Buggy "Rio"
Wenn Sie einen neuen
Buggy für Ihr Baby kaufen, müssen Sie locker 150 bis 300 Euro ausgeben. Bei diesen nicht ganz unerheblichen Kosten sollten Sie in jedem Fall darauf achten, dass der Buggy Ihrer Wahl auch eine Qualität hat, die diesem Preis gerecht wird. Aber nicht nur auf die
Qualität des Buggys sollten Sie achten, es gibt auch einige andere Dinge, die beim Kauf eines Buggys wichtig sind.
Der große Vorteil eines Buggys – Kompaktheit und Wendigkeit
Grundsätzlich haben Buggys einige Vorteile gegenüber normalen Kinderwagen. Ein großes Plus von Buggys ist mit Sicherheit die einfache Handhabung und die Flexibilität. Gerade in öffentlichen Verkehrsmitteln, wie Bus, Bahn oder Straßenbahn machen sich die Kompaktheit und die Wendigkeit eines Buggys bezahlt.
Buggys haben auch Nachteile
Buggys sind deshalb so wendig, weil sie relativ kleine Räder haben. Und das ist auch gleichzeitig der Nachteil von Buggys. Durch die kleinen Räder ist das Fahren auf manchen Untergründen sehr schwer. Denken Sie beispielsweise an Kopfsteinpflaster oder einen grob geschotterten Weg – für einen Kinderwagen mit größeren Rädern kein Problem. Aber mit einem Buggy ist es alles andere als angenehm. Sowohl für Sie, als auch für Ihr Baby.

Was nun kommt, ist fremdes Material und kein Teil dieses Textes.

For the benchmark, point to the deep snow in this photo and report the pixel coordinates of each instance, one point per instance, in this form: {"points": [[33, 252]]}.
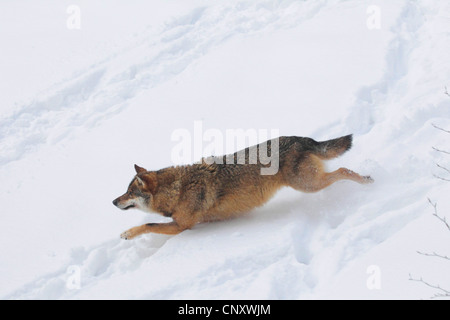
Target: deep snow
{"points": [[82, 106]]}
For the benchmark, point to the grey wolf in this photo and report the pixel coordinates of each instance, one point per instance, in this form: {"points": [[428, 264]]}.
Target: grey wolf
{"points": [[205, 192]]}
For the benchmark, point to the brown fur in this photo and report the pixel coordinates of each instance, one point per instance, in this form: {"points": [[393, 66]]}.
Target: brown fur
{"points": [[207, 192]]}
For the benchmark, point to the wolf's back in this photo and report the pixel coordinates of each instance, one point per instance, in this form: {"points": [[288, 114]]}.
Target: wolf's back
{"points": [[333, 148]]}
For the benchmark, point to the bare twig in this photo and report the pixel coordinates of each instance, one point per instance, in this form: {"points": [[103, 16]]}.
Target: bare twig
{"points": [[448, 180], [442, 219], [439, 128], [434, 254], [444, 168], [439, 150], [445, 293]]}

Worauf müssen Sie bei Buggys achten?
Sie sollten Ihr Baby auf keinen Fall zu früh in einen Buggy setzen. Grundsätzlich gilt, dass Ihr Baby alleine sitzen können muss, bevor ein Buggy infrage kommt. Viele Buggy-Hersteller sagen, dass man Babys in ihre Buggys bereits ab dem 6. Monat setzen kann. Jedoch können Babys i. d. R. erst zwischen dem 7. und dem 9. Monat selbstständig sitzen, weshalb der 6. Monat noch zu früh wäre. Der Grund hierfür ist, dass der Kopf eines Babys überproportional groß ist. Somit ist eine ausgereifte Rücken- und Nackenmuskulatur nötig, damit Ihr Baby den Kopf im Buggy stabil halten kann.
Was ist unbedingt nötig?
Idealerweise hat Ihr neuer Buggy gleich einen Regen- und Sonnenschutz. Dies ist sehr wichtig, wenn Sie den Buggy viel nutzen. Ebenfalls ist eine Ablage für Einkäufe sinnvoll. Diese ist oft unter dem Sitz angebracht. Jedoch sollten Sie darauf achten, dass der Buggy nicht umkippt, wenn die Ablage voll beladen ist. Ein stabiler Stand ist sehr wichtig und für die Sicherheit Ihres Babys unabdinglich.
Einfache Handhabung ist wichtig
Der Buggy Ihrer Wahl sollte kompakt zusammenklappbar sein, damit er problemlos im Auto verstaubar ist. Ebenfalls sollten Sie auf schwenkbare Vorderräder achten, damit Ihr Buggy auch wendig und flexibel einsetzbar ist. Es gibt inzwischen viele Modelle, bei denen die Vorderräder um 360° drehbar sind. Nicht zuletzt ist auch die Dämpfung sehr wichtig, damit Ihr Baby komfortabel geschoben werden kann. Die Hinterräder sollten unbedingt gefedert sein und die Räder sollten allgemein mit einer Luftummantelung umgeben sein, die noch zusätzlich dämpft.
Sicherheit ist das A und O
Ihr Buggy sollte vor allem eines sein: Sicher. Deshalb sollten Sie Wert darauf legen, dass auf dem Buggy das GS-Prüfzeichen angebracht ist. Wenn dies der Fall ist, dann haben unabhängige Experten den Buggy geprüft. Bei solch einer Prüfung wird beispielsweise Wert auf Bremsen und eine geringe Verletzungsgefahr gelegt.